Nanoarchitectonics of High-Performance and Flexible n-Type Organic–Inorganic Composite Thermoelectric Fibers for Wearable Electronics

Since most conductive polymers are p-type, developing high-performance n-type organic–inorganic composite thermoelectric (TE) fibers is a great challenge. Herein, poly(3,4-ethylenedioxythiophene):poly(styrenesulfonate) (PEDOT:PSS)-coated Ag2Te nanowires (PC-Ag2Te NWs) were prepared by a liquid-phase reaction using PEDOT:PSS-coated Te nanowires (PC-Te NWs) as templates, and the PEDOT:PSS/PC-Ag2Te NWs composite fibers were then prepared by wet spinning. As the content of PC-Ag2Te NWs increases, the composite fiber changes from p-type to n-type. The PEDOT: PSS coating greatly improves the dispersibility of Ag2Te NWs in the PEDOT: PSS matrix, resulting in an ultrahigh content of 87.5 wt % of PC-Ag2Te NWs in the composite fibers, which exhibited a Seebeck coefficient of −61.3 μV K–1 and a power factor of 65.3 μW m–1 K–2. The power factor value is higher than those of previously reported n-type composite TE fibers. Contrary to the estimated thermal conductivity in other reports, in this work, the thermal conductivity of the composite fibers was measured via a transient photoelectrothermal (TPET) technique.
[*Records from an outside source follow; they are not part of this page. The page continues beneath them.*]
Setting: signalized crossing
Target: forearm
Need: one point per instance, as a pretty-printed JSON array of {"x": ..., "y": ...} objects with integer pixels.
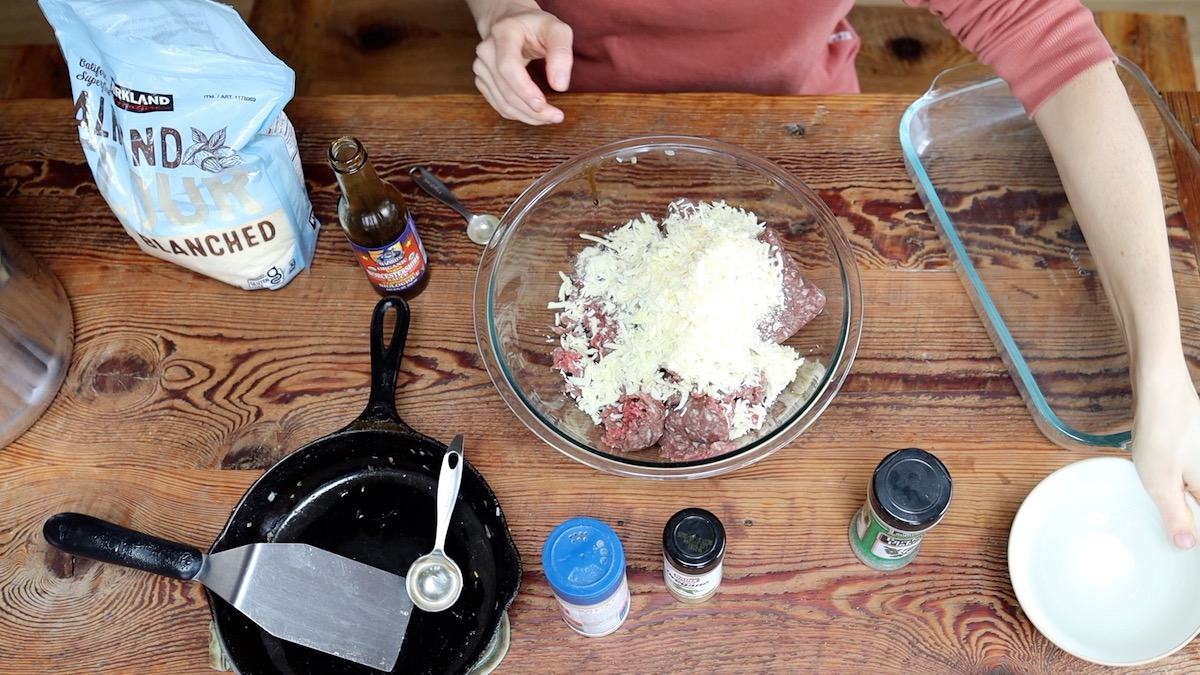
[
  {"x": 1111, "y": 181},
  {"x": 487, "y": 12}
]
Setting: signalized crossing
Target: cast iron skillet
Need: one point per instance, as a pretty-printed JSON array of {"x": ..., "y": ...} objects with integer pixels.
[{"x": 367, "y": 493}]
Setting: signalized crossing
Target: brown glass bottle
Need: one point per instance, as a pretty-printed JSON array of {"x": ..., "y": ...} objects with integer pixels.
[{"x": 377, "y": 222}]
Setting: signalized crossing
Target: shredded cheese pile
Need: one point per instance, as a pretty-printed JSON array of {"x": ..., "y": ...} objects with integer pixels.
[{"x": 688, "y": 298}]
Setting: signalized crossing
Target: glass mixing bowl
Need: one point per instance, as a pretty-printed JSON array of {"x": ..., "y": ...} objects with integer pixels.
[{"x": 601, "y": 190}]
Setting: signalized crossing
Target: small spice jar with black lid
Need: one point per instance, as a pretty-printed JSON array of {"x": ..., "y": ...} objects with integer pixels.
[
  {"x": 909, "y": 495},
  {"x": 693, "y": 554}
]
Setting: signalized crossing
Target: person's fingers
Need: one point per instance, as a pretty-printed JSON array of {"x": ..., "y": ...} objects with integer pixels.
[
  {"x": 508, "y": 107},
  {"x": 1169, "y": 495},
  {"x": 513, "y": 81},
  {"x": 559, "y": 57}
]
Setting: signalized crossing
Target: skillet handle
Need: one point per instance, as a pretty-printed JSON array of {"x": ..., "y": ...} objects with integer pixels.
[
  {"x": 385, "y": 360},
  {"x": 107, "y": 542}
]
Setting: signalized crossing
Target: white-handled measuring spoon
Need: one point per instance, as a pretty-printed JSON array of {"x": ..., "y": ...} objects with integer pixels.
[
  {"x": 479, "y": 227},
  {"x": 433, "y": 580}
]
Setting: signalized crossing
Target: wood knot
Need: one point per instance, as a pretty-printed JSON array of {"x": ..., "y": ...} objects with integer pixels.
[
  {"x": 906, "y": 48},
  {"x": 64, "y": 565},
  {"x": 373, "y": 36},
  {"x": 120, "y": 374},
  {"x": 256, "y": 446},
  {"x": 251, "y": 458}
]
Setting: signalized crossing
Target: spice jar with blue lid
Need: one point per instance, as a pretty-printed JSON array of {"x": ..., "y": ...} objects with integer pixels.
[
  {"x": 585, "y": 563},
  {"x": 909, "y": 495}
]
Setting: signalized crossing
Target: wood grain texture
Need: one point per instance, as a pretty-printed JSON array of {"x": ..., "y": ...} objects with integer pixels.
[
  {"x": 183, "y": 389},
  {"x": 1156, "y": 42}
]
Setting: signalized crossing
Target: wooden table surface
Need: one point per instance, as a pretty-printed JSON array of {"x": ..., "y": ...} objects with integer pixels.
[{"x": 183, "y": 389}]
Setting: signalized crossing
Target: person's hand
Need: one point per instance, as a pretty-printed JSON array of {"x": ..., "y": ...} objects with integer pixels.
[
  {"x": 514, "y": 35},
  {"x": 1167, "y": 451}
]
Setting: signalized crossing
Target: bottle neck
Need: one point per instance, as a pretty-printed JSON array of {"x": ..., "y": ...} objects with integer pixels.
[
  {"x": 348, "y": 157},
  {"x": 357, "y": 178}
]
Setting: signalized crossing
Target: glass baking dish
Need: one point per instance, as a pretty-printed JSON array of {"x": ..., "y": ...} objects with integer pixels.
[{"x": 993, "y": 192}]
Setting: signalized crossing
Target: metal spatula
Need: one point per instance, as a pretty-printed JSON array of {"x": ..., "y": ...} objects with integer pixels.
[{"x": 295, "y": 592}]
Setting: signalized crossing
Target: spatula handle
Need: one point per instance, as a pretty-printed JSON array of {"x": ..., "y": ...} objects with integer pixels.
[{"x": 107, "y": 542}]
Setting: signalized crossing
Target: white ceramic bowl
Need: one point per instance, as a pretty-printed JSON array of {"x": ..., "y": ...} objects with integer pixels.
[{"x": 1093, "y": 568}]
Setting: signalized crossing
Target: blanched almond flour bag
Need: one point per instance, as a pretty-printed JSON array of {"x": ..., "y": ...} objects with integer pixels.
[{"x": 180, "y": 111}]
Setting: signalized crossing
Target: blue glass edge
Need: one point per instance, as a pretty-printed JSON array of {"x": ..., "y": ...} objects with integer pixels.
[{"x": 1066, "y": 435}]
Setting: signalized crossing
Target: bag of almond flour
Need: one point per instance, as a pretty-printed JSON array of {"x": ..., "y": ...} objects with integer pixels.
[{"x": 180, "y": 112}]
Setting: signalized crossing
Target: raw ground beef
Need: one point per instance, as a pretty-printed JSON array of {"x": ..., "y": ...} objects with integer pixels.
[{"x": 701, "y": 428}]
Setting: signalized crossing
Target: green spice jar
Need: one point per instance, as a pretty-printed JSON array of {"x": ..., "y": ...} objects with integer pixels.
[
  {"x": 909, "y": 495},
  {"x": 693, "y": 554}
]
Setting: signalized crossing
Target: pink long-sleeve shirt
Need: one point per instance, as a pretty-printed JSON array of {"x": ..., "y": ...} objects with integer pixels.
[{"x": 808, "y": 47}]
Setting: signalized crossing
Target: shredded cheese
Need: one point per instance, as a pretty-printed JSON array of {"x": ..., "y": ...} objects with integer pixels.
[{"x": 687, "y": 298}]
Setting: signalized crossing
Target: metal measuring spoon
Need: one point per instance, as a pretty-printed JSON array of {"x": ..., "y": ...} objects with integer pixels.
[
  {"x": 433, "y": 580},
  {"x": 479, "y": 227}
]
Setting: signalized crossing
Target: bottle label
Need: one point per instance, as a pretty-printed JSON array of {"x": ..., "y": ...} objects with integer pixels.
[
  {"x": 599, "y": 619},
  {"x": 880, "y": 547},
  {"x": 397, "y": 266},
  {"x": 690, "y": 586}
]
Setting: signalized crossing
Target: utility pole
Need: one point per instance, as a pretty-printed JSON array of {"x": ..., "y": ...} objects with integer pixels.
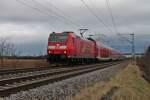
[
  {"x": 133, "y": 48},
  {"x": 132, "y": 45},
  {"x": 82, "y": 31}
]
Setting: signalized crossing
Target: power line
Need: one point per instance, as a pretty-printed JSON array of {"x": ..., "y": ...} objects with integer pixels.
[
  {"x": 64, "y": 14},
  {"x": 111, "y": 15},
  {"x": 56, "y": 14},
  {"x": 97, "y": 17},
  {"x": 46, "y": 11},
  {"x": 37, "y": 9},
  {"x": 97, "y": 10}
]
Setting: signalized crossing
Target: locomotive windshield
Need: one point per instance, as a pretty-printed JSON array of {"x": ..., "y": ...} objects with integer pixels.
[{"x": 62, "y": 37}]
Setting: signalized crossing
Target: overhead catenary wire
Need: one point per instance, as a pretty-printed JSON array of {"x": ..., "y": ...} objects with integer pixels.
[
  {"x": 67, "y": 21},
  {"x": 35, "y": 8},
  {"x": 97, "y": 17},
  {"x": 46, "y": 11},
  {"x": 98, "y": 10},
  {"x": 112, "y": 17},
  {"x": 64, "y": 14}
]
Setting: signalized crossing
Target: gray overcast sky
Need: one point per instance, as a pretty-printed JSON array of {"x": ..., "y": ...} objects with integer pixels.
[{"x": 30, "y": 28}]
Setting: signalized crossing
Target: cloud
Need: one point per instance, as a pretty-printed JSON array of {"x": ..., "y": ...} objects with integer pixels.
[{"x": 26, "y": 25}]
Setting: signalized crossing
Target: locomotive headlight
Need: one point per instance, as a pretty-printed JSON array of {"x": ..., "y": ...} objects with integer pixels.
[
  {"x": 65, "y": 52},
  {"x": 49, "y": 52},
  {"x": 63, "y": 47},
  {"x": 51, "y": 47}
]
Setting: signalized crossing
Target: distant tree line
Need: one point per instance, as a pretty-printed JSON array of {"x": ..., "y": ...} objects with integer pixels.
[{"x": 144, "y": 64}]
In addition, the composite fiber has good tensile properties and mechanical strength, elongating at a break of 47.37% and a tensile stress of 6.59 MPa. For an application demonstration, a self-powered temperature sensor was assembled, which can utilize the vertical temperature difference between the human body and the environment and respond quickly to a small temperature difference.